Desktop Linux (fwd)

travis at scootz.net travis at scootz.net
Wed Feb 25 11:00:17 EST 2004


> It will also fail because the normal "support line" of at-home desktops
> (the church, the club, the nextdoor neighbor) will not be there in
> 2004-2005 because it is not being used at work in 2002-2003.  But as
> people start using it at work two things will happen:
> 	o that alternate support line will be built
> 	o ISVs will start porting that "cool software"

That's what Apple thought too by putting Macs in Schools. That didn't
really work for them.

> Make no mistake about it.  Vendors do not port or not port their
> software due to the difficulty of the port.  They port it due to the
> perceived volume growth in new desktops.

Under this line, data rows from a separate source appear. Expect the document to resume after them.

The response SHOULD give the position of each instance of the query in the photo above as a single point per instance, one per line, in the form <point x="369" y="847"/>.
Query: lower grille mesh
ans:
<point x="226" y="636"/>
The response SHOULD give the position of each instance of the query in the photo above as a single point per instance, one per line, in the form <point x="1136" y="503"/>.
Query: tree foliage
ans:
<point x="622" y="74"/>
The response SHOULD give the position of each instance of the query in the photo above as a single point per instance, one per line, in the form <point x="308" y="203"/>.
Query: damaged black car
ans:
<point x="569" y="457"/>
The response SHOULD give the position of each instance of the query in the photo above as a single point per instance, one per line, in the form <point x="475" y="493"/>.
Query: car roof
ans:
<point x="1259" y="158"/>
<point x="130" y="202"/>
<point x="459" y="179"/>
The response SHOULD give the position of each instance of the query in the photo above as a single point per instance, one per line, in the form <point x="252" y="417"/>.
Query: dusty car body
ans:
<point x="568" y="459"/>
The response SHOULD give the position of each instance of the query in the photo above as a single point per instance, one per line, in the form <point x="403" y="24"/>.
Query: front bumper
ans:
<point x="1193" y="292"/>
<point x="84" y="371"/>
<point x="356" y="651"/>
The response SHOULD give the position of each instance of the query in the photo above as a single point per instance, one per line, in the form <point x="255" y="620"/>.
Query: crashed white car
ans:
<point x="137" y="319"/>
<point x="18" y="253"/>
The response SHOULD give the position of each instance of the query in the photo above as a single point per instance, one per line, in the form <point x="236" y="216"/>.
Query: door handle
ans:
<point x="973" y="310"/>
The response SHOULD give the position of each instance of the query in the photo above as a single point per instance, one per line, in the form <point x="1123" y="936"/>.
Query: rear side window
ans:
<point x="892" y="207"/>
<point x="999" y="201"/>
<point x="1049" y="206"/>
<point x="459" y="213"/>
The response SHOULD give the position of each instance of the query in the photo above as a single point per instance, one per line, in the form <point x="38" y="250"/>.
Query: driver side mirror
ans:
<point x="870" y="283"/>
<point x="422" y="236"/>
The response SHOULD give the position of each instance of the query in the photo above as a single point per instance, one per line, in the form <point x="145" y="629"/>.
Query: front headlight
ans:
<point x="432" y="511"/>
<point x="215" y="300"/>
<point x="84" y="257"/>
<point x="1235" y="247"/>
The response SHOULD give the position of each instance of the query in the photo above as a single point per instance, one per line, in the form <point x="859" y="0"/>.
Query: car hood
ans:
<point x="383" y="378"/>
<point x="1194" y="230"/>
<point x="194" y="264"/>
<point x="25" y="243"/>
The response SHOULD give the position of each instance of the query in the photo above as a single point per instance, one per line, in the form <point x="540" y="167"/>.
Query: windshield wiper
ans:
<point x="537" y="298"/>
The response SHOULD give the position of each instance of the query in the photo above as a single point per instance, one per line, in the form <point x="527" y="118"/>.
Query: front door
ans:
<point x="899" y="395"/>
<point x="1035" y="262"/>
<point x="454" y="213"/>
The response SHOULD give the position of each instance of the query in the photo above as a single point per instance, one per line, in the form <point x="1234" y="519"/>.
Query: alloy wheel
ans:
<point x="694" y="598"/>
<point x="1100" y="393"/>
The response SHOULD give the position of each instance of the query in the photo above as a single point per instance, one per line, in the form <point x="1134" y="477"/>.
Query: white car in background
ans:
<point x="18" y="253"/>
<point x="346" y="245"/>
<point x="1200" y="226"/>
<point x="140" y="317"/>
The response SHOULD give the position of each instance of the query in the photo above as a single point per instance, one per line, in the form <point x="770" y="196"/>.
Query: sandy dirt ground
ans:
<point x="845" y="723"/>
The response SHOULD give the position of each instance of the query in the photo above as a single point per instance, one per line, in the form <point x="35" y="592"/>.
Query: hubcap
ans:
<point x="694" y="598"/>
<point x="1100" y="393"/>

That is true, but there is also a problem with the Linux comunity in that
they think everything should be free. I'm not saying a commercial software
package can't work for Linux, but in the past it hasn't for many Linux
game companies, as well as Office style packages. People either refuse to
buy them because they're not OSS, the Windows version runs better so they
dual boot into windows for the added features/speed/support, or they start
developing, or push for the development of an OSS version.

> I think that Linux will start to see that growth in 2004/2005, and I
> think that the ISVs are already porting.

That's been said over and over. When I see it, then I'll be excitied. I
myself still use Windows on the desktop at work, and OSX on the desktop at
home. I use Linux for my servers but that's about it. And even there I'm
thinking strongly of switching to FreeBSD.